Los eventos de El Niño más intensos casi siempre provocan un año con temperaturas récord (REUTERS/Kylie Cooper )
El fenómeno de El Niño vuelve a encender alertas a nivel global: nuevos modelos climáticos advierten que podría desarrollarse una versión extremadamente intensa, con capacidad de empujar las temperaturas del planeta a niveles récord en los próximos años, incluso hasta 2027.
Según proyecciones del Centro Europeo de Predicciones Meteorológicas a Medio Plazo, hay una probabilidad creciente de que se forme un “súper El Niño”. Este tipo de evento ocurre en promedio cada 10 a 15 años, pero no todos alcanzan gran intensidad.
En los episodios más fuertes, las aguas del Pacífico ecuatorial se calientan más de 2 °C por encima de lo normal, lo que desencadena cambios masivos en la atmósfera. Algunos especialistas incluso sugieren que podría tratarse del evento más intenso en más de un siglo, superando registros como el de 2015.
¿Por qué eleva tanto la temperatura global?

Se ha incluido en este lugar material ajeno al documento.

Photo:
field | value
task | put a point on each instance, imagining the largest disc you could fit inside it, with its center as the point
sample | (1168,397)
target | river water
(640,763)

Durante El Niño, el océano libera enormes cantidades de calor hacia la atmósfera. Ese calor luego se distribuye por todo el planeta, amplificando el calentamiento global ya existente.
Esto se combina con otro factor clave: el aumento de gases de efecto invernadero. Bajo este escenario, el sistema climático tiene más dificultades para disipar el calor acumulado, lo que intensifica los efectos.
Impactos que podrían sentirse en todo el mundo
Si el fenómeno se consolida, los efectos serían amplios y desiguales según la región:
Más olas de calor en gran parte de Sudamérica, Europa, África y Estados Unidos
Sequías severas en regiones tropicales como Indonesia, Australia o partes de América Latina
Lluvias intensas e inundaciones en países como Perú y Ecuador
Menos huracanes en el Atlántico, pero más actividad ciclónica en el Pacífico
Alteraciones en el monzón de India, con impacto directo en la producción agrícola
Sudamérica bajo presión
Para nuestra región, el escenario incluye una mayor probabilidad de temperaturas extremas y eventos climáticos más intensos, alternando entre sequías y lluvias fuertes. Esto puede afectar desde la producción agropecuaria hasta la disponibilidad de agua.
2027, en la mira
Uno de los puntos más preocupantes es que el impacto no sería inmediato únicamente: los modelos sugieren que el pico de temperaturas globales podría darse en 2027, superando incluso los récords recientes.
En síntesis, no se trata solo de un fenómeno natural aislado. Un “súper El Niño” en el contexto actual de calentamiento global podría convertirse en un acelerador climático, con consecuencias que se sentirán en múltiples niveles: ambiental, económico y social.